Secondly, erm is it secondly yet? I think so. Anyways, secondly or thirdly, this heels thingee? Yeh? I mean duh! They are not supposed to be comfortable are they eh? Huh? You are totally not with it. You want me to like tell you this? What planet are you on? I mean as if he will let you take them off and have your legs look rubbish and totally too short. Yeh? As if!

And secondly, no we have done that one, maybe, I think. It could be fifthly yeh? Like fifthly what are you doing asking questions? I mean it’s totally ok to ask how he wants his shirts ironed and put away. That is totally awesome. You might get your bottom patted if you ask that. Don’t you love it when that happens? I know I do. Always makes me giggle when someone pats my bottom.

So erm, eightly? Tenthly? No, no, sixthly. Yes? Well, lastly, I mean how can he know when it is all going to finish huh? Duh? He might not know. And if he did why should he share it? I mean gag me with a spoon but he is going to think you are well dumb asking questions like that. Really!

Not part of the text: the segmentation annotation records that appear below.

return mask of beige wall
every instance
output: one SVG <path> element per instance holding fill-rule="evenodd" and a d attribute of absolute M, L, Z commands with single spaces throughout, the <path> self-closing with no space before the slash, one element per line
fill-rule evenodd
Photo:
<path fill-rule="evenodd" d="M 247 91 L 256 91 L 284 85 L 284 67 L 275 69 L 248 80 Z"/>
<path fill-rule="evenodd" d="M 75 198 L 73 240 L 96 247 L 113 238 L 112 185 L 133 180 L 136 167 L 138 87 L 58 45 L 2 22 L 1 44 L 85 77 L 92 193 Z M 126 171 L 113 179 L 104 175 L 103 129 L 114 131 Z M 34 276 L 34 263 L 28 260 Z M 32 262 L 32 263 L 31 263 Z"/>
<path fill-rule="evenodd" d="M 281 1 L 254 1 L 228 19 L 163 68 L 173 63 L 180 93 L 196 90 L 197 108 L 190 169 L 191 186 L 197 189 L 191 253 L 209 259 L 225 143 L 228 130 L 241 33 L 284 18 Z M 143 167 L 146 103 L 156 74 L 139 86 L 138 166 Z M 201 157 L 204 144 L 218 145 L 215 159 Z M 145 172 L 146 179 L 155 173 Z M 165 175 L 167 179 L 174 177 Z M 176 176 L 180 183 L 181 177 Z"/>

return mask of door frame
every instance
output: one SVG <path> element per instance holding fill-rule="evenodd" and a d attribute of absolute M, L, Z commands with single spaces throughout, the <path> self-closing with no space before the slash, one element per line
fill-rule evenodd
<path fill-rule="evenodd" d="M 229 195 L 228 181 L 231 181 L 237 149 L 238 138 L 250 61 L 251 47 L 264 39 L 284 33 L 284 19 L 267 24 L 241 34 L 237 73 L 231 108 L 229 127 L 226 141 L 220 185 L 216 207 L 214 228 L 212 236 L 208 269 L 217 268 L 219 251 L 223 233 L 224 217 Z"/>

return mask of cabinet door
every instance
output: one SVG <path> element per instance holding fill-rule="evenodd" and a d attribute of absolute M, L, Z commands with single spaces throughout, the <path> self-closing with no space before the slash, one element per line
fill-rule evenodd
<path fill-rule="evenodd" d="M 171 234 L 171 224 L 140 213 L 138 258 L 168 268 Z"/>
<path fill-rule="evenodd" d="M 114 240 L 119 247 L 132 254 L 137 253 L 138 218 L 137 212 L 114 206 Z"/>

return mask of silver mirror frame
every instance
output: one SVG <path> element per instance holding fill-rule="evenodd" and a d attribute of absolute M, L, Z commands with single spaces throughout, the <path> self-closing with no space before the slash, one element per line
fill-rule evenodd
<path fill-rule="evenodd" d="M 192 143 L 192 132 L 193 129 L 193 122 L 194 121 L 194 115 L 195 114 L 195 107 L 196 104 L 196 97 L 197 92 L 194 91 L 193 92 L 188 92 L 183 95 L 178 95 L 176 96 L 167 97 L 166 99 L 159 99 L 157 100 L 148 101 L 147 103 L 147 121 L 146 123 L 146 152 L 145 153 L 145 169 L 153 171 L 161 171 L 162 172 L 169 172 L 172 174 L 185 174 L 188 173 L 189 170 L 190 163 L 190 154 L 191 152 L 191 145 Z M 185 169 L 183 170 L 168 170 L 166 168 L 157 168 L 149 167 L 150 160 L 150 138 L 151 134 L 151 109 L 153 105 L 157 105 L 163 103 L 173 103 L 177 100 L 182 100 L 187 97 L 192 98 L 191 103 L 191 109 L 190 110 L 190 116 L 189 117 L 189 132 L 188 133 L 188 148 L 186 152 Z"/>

So finally, or finally again, erm, I don’t know. Whatever else you asked, just chill out alright? Just understand it’s a killer place to be. Your wife is happy, your wife finally sees you as being useful and this guy is happy. So duh? Where’s the problem? I mean if you want worries then you try getting shoes to match a summer yellow dress. Yeh? Then there’s the bag. Then you find two bags that will match and you have to make a decision. I mean please, give me a break.

Wow that was easy!

Oh, oh! Wait. Wait! The chastity cage thing, yeh? I knew there was something else.  It’s so obvious isn’t it? Yeh? Clearly he doesn’t think you deserve to have it taken off yet. You must be like the dodo of dodos. Whatever they are. I think you will find that guys will give you prezzies when they think you deserve them. And, let’s face it, right now, you don’t deserve anything accept a good slap. Least that’s what I think. All this moaning and complaining.

 

So finally, erm, you know I mean finally again, chill out. Ease up.